Conocé los beneficios de convivir con perros durante la adolescencia
Un reciente estudio japonés asocia el vínculo de los jóvenes con sus mascotas al desarrollo de una microbiota única que mejora en la salud mental y social. La investigación muestra cómo la interacción con canes modifica bacterias bucales, lo que favorece una mayor sociabilidad y menor aislamiento.
En un entorno donde la relación entre humanos y animales se profundiza cada vez más, un estudio demostró que la convivencia con perros en la adolescencia tiene efectos biológicos y emocionales beneficiosos.

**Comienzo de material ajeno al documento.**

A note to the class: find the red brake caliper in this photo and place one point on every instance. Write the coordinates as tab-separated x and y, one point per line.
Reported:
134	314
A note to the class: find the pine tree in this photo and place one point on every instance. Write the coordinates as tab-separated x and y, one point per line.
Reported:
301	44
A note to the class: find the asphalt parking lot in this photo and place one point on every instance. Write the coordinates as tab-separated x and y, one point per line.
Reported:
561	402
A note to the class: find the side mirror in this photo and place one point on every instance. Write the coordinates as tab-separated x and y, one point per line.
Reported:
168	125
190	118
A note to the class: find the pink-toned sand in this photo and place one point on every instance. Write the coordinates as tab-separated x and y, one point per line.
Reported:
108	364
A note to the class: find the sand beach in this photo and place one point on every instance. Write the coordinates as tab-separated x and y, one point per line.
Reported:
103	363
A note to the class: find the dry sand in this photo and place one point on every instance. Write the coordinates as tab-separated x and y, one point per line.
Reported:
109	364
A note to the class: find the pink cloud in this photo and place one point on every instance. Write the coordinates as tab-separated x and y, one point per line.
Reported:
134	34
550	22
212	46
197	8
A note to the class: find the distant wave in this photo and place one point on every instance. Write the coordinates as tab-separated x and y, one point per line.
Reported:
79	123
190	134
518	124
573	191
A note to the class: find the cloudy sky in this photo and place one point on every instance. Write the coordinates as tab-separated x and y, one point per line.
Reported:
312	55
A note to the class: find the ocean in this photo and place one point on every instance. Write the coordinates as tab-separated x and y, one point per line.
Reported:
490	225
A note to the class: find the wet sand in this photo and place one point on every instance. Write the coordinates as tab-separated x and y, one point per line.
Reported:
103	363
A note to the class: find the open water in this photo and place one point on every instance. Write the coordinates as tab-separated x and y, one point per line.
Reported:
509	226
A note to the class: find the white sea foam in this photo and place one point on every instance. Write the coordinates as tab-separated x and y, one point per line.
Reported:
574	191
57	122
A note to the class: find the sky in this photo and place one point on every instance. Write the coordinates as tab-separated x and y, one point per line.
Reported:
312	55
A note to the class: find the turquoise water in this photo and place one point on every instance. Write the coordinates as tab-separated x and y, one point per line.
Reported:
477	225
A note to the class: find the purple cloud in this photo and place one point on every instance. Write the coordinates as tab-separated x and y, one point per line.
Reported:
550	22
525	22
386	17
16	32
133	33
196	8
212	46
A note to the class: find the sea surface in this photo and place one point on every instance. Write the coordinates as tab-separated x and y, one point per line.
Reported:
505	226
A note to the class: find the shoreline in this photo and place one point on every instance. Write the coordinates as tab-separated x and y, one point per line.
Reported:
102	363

Investigadores de la Universidad de Azabu en Japón observaron que los adolescentes que viven con perros muestran una microbiota oral distinta a la de aquellos que no tienen mascotas, lo que se asocia con mejoras en su bienestar mental. “El hecho de tener un perro a los trece años predecía los puntajes de salud mental y comportamiento”, destacó el equipo liderado por Takefumi Kikusui en su investigación publicada en iScience.
Según el estudio, la presencia de un perro en casa influye específicamente en la comunidad bacteriana presente en la boca de los jóvenes y modifica la composición microbiana de manera favorable. Este cambio reduce los problemas de conducta y promueve una mayor empatía hacia otros. “Los adolescentes con perro sufrían menos problemas sociales y mejoraban su percepción de compañía”, señalaron los investigadores.
Microbiota, perros y bienestar: una relación compleja
Para entender cómo un perro puede modificar la microbiota de un adolescente, el equipo de investigadores utilizó análisis genéticos avanzados y cuestionarios sobre la salud mental. A través de esta combinación, los investigadores identificaron que la microbiota oral de los jóvenes con perros tenía una mayor proporción de bacterias del género Porphyromonas. Estas bacterias, a pesar de ser parte de la flora bacteriana normal de la boca, en este caso, parecían jugar un rol clave en la mejora de la salud mental y la sociabilidad de los jóvenes.
Los resultados sugieren que la convivencia con un perro podría contribuir a reducir el aislamiento social y mejorar la percepción de bienestar, algo que se evidenció en los cuestionarios realizados a los adolescentes.